Please remove the UNIQUE KEY (Agent_Id) from the "properties" table and try.

 

 

[kel]

It may be worth posting the schema for your tables so that we can see how your tables are set up. That way maybe we'll be able to find what constraints you have on which tables and perhaps find the problem

[xx_princess_xx]

CREATE TABLE Properties (

  Properties_ID int(4) NOT NULL auto_increment,

  Type varchar(20) NOT NULL default 'unknown',

  Price int( NOT NULL,

  Address varchar(40) NOT NULL default 'unknown',

  Postcode varchar(7) NOT NULL default 'unknown',

  Photo varchar(20) NOT NULL default '',

  IsAvailable varchar(4) NOT NULL,

  Agent_ID int(4) NOT NULL,

  PRIMARY KEY (Properties_ID),

  FOREIGN KEY (Agent_ID) REFERENCES Agents(Agents_ID)

  ON UPDATE CASCADE ON DELETE CASCADE

) ENGINE=INNODB AUTO_INCREMENT=1;

[anupamsaha]

CREATE TABLE Properties (

  Properties_ID int(4) NOT NULL auto_increment,

  Type varchar(20) NOT NULL default 'unknown',

  Price int( NOT NULL,

  Address varchar(40) NOT NULL default 'unknown',

  Postcode varchar(7) NOT NULL default 'unknown',

  Photo varchar(20) NOT NULL default '',

  IsAvailable varchar(4) NOT NULL,

  Agent_ID int(4) NOT NULL,

  PRIMARY KEY (Properties_ID),

  FOREIGN KEY (Agent_ID) REFERENCES Agents(Agents_ID)

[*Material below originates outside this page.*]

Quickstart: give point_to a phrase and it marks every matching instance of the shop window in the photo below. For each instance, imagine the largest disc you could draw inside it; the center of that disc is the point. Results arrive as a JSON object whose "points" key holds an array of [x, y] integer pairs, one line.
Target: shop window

  ON UPDATE CASCADE ON DELETE CASCADE

) ENGINE=INNODB AUTO_INCREMENT=1;

 

There you are!!! Per DML of "properties", while inserting value in properties.Agent_ID, the same Agent_Id  MUST EXISTS  in agents.Agent_Id. Did you check that?

 

[xx_princess_xx]

yh

 

CREATE TABLE Agents (
  Agent_ID int(4) NOT NULL
  Address varchar(40) NOT NULL default 'unknown',
  Postcode varchar(7) NOT NULL default 'unknown',
  PRIMARY KEY (Agent_ID)
) ENGINE=INNODB AUTO_INCREMENT=1;

[anupamsaha]

yh

 

CREATE TABLE Agents (
  Agent_ID int(4) NOT NULL
  Address varchar(40) NOT NULL default 'unknown',
  Postcode varchar(7) NOT NULL default 'unknown',
  PRIMARY KEY (Agent_ID)
) ENGINE=INNODB AUTO_INCREMENT=1;

 

May be, I was not clear in my previous post. I meant the following:

 

If the insert query is trying to insert 3 as a value in Agent_Id field in "properties" table, then there must exists a value 3 in the Agent_Id field in the "agents" table. Otherwise, the error will occur.

 

Am I clear?

 

[xx_princess_xx]

ok, yh i made sure, sory of i didnt understand u b4,

 

i'm still getting errors i think i'm gona give up soon,

[kel]

Keep at it, you'll probably find that the error is caused by something like anupamsaha is saying.

 

When you have tables associated with each other via foreign keys, you will find that one of the tables usually has to be populated first before you can enter data into the other table because the tables require the data to be there.

 

you could try removing all of the data from those tables - hopefully you don't have a lot in them (or can reinsert the data back in easily) and then try putting the data into one table and then the other. If unsuccessful try inserting data into the 2nd one first and then the other table - this may show you how one table relies on the other.